- Born: 1955 (age 70–71)
- Other names: Chinese: 王柯平 pinyin: Wáng Kēpíng

Philosophical work
- Era: Contemporary philosophy
- Region: China
- Institutions: Chinese Academy of Social Sciences Beijing International Studies University
- Main interests: Aesthetics, transcultural studies

= Wang Keping =

Chinese philosophy professor

Wang Keping is a philosophy professor and PhD supervisor of Beijing International Studies University (BISU), China.
He is also Director and doctoral supervisor at the Institute of Philosophy of the Chinese Academy of Social Sciences (CASS).
He enjoys the Chinese State Council Special Allowance since 1998 and is currently Vice President of the International Society for Universal Dialogue (ISUD).
He has been honorary member of the Olympic Center for Philosophy and Culture under the University of Athens since 2007.

== Awards==
Wang is a holder of British Academy K. C. Wong Fellowship and his major academic interest is in Aesthetics and Transcultural Studies.
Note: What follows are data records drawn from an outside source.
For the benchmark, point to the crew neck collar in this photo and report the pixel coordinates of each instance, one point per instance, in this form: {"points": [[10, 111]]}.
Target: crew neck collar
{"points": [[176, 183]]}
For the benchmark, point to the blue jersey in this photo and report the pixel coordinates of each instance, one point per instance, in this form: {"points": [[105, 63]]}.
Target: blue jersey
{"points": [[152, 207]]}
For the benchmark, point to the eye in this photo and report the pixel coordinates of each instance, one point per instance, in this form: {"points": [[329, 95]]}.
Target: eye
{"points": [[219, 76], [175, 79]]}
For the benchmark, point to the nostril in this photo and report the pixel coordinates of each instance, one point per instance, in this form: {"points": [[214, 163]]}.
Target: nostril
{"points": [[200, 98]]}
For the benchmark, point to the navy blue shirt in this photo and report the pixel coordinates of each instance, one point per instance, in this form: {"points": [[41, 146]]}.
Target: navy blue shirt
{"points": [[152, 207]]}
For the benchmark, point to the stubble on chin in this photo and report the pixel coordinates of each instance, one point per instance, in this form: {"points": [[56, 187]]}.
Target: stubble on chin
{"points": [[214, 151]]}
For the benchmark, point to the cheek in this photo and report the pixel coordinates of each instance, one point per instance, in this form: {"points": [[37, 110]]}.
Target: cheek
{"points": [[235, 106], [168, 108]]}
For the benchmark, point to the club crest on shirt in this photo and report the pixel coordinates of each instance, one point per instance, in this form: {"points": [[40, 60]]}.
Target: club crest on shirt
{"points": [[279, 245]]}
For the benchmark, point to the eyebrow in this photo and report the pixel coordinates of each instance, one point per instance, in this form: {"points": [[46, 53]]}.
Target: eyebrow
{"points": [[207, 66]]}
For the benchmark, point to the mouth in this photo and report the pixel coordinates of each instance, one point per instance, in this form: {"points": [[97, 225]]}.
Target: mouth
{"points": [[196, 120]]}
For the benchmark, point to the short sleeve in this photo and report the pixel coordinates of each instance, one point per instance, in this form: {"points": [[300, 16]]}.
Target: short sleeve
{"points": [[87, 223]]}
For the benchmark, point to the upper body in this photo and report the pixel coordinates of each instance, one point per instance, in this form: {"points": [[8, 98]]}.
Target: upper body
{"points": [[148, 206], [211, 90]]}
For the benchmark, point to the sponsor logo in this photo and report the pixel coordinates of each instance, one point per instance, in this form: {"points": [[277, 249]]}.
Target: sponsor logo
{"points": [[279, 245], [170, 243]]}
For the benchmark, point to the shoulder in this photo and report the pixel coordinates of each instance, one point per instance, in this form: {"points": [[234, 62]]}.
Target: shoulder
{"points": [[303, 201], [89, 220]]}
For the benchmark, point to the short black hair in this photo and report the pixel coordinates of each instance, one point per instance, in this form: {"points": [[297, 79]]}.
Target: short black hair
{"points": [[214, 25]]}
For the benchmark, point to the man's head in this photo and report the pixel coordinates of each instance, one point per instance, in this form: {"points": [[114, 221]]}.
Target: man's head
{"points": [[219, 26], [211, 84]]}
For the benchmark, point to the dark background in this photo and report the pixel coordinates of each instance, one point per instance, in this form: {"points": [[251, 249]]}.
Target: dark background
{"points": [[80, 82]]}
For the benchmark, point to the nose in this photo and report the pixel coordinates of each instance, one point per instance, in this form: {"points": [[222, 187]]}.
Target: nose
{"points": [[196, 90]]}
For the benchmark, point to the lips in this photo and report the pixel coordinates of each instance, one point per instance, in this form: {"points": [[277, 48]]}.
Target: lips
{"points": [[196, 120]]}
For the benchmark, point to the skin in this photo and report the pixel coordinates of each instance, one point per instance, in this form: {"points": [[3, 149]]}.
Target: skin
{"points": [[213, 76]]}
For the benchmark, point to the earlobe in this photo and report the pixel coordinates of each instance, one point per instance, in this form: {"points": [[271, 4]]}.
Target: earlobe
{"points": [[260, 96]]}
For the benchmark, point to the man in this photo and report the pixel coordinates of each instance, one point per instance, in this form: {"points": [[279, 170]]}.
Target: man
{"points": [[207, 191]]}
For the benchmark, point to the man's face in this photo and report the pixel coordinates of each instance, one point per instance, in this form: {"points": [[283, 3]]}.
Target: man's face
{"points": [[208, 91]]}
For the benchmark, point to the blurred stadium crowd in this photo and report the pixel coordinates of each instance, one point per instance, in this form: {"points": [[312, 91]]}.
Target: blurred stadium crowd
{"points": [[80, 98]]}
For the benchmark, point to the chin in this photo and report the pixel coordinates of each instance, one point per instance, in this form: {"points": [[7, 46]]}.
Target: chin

- 2004 — his Towards a Transcultural Aesthetics won the Beijing Book Prize
- 2008 — titled Outstanding Contribution to the Philosophy and Dialogue of Peace at the World Congress of Philosophy, Seoul
- 2010 — Jacobson Award for Outstanding Contribution to the International Philosophical Dialogue
- 2010 — his Diversity and Universality in Aesthetics was elected the annual Yearbook of the International Association for Aesthetics

== Publications ==
As of 2011, his major English works include:
- The Classic of the Dao: A New Investigation. Beijing: Foreign Languages Press, 1998.
- Chinese Philosophy on Life. Beijing: Foreign Languages Press, 2005.
- Ethos of Chinese Culture. Beijing: Foreign Languages Press, 2007.
- Spirit of Chinese Poetics. Beijing: Foreign Languages Press, 2008.
- Chinese Way of Thinking. Shanghai: Brilliant Books, 2009.
- Reading the Dao: A Thematic Inquiry. London: Continuum International Publishing Group, 2011.